You may recall that the stone had already been moved. An angel was there; he told them that Jesus had risen, and he gave them some instructions:
7But go, tell his disciples and Peter, 'He is going ahead of you into Galilee. There you will see him, just as he told you.' " 8Trembling and bewildered, the women went out and fled from the tomb. They said nothing to anyone, because they were afraid.
Mark 16:7-8
So, they don't follow the instructions either.

Why does Mark tell us this, and what does it, or should it, mean to us? Here's what I think. It's not just that some people fail, but everyone fails at one time or another. Everyone who wants to be close to Jesus and to be useful to him has to goof up. That's a strange-sounding sort of requirement but it reminds me of two things:
  • Blessed are the poor in spirit, for theirs is the kingdom...
    (Jesus said that.) The kingdom is only for those who know that they're truly bankrupt.
    It is not those who are well who need a physician, but those who are sick.

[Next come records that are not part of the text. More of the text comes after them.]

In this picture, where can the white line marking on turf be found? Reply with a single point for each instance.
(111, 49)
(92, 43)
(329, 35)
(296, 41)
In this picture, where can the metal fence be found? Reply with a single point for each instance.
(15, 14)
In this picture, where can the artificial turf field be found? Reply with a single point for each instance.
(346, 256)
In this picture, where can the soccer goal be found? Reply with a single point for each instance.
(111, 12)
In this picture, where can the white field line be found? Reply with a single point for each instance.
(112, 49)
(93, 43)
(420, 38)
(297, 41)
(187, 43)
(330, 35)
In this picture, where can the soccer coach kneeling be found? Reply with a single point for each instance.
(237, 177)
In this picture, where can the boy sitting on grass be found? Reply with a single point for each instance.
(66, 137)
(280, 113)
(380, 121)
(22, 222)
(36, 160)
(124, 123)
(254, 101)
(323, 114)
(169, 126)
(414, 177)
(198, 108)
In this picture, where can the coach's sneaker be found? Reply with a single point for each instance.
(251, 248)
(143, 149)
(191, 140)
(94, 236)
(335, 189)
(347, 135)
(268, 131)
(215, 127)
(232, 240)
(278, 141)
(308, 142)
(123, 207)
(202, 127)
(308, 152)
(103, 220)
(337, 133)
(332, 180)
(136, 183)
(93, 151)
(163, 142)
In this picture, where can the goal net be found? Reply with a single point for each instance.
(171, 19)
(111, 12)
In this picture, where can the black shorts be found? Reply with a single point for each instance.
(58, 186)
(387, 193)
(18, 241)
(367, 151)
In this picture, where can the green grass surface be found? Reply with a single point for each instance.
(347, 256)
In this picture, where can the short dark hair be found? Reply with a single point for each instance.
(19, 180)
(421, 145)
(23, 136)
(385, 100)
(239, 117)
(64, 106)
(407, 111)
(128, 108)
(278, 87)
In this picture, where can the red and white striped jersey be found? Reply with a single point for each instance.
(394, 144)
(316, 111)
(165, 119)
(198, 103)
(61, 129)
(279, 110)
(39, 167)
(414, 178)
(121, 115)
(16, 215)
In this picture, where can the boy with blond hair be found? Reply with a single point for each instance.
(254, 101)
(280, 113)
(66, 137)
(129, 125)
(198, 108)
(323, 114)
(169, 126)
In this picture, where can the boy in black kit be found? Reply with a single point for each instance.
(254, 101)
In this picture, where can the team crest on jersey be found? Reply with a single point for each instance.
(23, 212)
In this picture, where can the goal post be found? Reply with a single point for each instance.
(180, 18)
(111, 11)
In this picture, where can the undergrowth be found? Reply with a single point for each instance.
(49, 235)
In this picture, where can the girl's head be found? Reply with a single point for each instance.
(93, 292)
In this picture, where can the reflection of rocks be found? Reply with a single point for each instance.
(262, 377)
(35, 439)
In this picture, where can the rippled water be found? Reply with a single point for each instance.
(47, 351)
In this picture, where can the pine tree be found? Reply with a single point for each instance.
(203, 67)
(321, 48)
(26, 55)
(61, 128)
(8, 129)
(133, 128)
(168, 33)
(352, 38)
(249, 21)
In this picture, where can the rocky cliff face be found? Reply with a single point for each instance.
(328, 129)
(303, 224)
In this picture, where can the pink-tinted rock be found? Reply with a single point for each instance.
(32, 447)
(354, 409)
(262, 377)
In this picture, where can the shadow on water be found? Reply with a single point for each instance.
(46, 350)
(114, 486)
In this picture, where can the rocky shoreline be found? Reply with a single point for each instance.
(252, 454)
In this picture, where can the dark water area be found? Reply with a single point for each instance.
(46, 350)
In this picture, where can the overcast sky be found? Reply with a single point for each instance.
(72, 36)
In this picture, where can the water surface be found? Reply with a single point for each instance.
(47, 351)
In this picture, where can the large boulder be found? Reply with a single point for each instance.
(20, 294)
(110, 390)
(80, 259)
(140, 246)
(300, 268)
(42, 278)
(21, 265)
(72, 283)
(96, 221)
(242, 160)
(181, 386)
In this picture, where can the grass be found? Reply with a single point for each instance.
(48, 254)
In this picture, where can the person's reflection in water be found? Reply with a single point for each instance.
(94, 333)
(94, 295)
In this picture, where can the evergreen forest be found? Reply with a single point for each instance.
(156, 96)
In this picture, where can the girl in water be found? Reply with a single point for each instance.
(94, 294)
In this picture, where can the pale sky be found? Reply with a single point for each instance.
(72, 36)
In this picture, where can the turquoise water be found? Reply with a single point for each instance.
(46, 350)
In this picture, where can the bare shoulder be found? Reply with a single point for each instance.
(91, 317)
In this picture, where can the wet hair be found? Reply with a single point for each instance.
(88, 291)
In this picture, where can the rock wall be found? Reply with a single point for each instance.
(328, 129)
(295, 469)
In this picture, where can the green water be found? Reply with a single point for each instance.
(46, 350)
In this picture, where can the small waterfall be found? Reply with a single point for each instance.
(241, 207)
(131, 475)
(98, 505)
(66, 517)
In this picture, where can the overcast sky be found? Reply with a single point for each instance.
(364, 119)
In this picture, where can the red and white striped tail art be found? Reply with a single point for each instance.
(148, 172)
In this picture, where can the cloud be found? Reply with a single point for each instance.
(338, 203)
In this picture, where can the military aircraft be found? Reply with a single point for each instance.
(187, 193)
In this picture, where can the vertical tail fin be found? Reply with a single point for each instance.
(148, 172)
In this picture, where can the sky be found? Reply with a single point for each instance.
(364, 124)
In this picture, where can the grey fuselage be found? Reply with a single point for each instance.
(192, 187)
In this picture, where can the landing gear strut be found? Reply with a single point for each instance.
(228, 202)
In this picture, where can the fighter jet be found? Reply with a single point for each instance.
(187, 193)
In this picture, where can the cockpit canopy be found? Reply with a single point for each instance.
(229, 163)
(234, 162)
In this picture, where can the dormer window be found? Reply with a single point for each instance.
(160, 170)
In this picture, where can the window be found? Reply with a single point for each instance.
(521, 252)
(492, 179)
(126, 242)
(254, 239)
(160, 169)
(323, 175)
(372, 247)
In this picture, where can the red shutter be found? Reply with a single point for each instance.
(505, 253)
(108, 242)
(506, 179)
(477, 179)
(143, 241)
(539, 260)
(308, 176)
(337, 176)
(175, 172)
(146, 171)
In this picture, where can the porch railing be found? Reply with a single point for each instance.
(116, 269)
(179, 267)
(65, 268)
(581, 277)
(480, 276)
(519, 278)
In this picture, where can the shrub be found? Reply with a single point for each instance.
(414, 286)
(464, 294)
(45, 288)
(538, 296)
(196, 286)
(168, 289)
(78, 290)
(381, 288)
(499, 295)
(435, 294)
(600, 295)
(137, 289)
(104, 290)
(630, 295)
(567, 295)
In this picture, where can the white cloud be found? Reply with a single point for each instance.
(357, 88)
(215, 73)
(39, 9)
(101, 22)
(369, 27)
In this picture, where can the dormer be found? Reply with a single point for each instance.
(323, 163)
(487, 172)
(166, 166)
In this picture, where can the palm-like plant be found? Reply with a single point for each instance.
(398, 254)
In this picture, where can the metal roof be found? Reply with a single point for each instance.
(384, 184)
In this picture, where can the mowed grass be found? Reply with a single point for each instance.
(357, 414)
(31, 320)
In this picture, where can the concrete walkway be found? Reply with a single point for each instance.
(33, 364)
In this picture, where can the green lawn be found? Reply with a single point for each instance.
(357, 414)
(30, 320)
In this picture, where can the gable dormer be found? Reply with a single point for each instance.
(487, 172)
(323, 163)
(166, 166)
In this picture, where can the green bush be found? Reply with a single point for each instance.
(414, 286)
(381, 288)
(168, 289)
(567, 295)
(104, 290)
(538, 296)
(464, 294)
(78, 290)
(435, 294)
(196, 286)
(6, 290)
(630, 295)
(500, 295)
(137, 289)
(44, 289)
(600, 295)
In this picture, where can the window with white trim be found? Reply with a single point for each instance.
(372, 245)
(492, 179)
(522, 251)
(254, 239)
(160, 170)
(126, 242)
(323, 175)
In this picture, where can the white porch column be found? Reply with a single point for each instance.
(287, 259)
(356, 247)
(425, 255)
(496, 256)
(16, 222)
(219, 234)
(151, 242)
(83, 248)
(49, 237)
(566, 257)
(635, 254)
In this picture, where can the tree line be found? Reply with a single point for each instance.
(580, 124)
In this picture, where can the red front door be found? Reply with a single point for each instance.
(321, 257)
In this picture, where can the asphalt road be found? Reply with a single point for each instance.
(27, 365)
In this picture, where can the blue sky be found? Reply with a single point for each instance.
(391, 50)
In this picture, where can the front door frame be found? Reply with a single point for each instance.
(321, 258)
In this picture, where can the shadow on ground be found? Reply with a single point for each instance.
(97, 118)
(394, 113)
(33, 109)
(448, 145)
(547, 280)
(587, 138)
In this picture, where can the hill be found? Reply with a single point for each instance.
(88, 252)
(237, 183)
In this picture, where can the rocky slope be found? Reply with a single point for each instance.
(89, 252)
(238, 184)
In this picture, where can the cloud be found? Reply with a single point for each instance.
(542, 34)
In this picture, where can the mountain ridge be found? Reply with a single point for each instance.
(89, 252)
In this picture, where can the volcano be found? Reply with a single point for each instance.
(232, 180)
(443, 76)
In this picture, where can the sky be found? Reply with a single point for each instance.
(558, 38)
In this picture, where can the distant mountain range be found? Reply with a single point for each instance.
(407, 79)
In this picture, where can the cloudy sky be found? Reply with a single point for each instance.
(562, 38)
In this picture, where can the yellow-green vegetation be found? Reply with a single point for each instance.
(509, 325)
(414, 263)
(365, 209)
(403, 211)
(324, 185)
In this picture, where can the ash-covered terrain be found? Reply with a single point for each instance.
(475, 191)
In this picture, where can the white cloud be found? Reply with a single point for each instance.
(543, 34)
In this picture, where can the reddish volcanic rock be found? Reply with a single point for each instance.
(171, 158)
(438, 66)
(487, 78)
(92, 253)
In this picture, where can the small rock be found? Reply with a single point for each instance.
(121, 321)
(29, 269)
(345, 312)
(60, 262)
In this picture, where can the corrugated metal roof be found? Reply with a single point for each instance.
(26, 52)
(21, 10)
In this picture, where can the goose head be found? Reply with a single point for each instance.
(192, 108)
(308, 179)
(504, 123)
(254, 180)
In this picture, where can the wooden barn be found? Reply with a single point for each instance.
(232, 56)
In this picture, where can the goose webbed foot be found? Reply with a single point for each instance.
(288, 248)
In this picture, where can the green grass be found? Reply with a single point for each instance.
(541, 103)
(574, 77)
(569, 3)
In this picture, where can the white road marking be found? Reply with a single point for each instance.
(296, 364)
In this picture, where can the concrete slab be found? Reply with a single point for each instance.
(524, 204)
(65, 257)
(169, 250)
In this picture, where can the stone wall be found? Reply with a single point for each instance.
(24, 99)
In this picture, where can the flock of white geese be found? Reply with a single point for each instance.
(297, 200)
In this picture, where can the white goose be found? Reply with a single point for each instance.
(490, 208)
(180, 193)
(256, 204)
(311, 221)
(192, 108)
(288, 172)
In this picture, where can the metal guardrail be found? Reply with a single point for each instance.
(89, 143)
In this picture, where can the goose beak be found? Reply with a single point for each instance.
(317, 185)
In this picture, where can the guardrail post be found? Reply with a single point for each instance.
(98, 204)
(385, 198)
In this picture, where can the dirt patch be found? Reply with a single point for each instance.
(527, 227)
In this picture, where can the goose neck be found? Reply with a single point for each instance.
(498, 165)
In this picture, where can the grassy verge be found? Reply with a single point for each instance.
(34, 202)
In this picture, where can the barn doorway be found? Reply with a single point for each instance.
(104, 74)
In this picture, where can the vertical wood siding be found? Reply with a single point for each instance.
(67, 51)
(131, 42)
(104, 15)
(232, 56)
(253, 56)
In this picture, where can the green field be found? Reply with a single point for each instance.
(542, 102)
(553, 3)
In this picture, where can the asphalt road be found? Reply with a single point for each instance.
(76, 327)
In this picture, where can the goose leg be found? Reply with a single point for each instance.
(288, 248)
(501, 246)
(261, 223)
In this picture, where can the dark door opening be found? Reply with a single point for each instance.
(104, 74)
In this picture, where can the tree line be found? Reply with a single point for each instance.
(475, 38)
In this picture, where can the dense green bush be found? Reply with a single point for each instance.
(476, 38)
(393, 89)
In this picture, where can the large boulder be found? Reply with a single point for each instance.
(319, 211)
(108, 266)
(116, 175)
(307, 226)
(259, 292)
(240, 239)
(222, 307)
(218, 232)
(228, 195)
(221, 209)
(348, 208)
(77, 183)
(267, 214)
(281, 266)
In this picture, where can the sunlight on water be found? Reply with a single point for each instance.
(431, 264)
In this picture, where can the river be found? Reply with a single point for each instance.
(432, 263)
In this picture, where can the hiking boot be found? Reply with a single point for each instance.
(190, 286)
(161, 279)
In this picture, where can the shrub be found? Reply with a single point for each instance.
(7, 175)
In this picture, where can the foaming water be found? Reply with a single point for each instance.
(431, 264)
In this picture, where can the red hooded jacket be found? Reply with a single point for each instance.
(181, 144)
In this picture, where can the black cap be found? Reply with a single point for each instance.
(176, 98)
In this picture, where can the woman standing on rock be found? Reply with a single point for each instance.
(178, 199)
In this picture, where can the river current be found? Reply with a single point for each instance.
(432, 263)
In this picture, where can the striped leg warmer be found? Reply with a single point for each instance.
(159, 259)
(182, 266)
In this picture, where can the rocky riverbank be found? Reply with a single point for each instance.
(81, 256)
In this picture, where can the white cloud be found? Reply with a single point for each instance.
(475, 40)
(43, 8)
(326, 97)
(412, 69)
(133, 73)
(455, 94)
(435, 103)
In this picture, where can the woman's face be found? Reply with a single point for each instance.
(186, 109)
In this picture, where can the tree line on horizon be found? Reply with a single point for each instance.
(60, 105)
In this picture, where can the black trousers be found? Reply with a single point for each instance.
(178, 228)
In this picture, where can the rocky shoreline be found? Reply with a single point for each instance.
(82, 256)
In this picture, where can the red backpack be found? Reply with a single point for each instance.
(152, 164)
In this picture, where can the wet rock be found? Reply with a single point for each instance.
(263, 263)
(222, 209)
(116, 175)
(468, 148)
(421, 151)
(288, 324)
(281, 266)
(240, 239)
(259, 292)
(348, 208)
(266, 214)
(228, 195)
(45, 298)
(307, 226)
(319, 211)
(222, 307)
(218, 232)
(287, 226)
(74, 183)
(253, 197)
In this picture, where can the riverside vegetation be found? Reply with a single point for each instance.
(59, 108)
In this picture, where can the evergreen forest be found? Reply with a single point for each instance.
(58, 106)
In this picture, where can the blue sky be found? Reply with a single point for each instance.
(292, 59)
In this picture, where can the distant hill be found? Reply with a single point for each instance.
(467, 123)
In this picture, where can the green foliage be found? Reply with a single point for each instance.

I have not come to call the righteous, but sinners...
    Jesus said that, too.
  • I don't remember which management book I read this in -- Drucker's Effective Executive maybe? -- but there are some places that won't take a senior executive who hasn't had a significant failure. Maybe it was Senge's Fifth Discipline?
In other words, there are some places where you can't be used unless you've failed, or you know your failure. The Kingdom of Heaven is one such place. Which is good news for those of us who aren't perfect.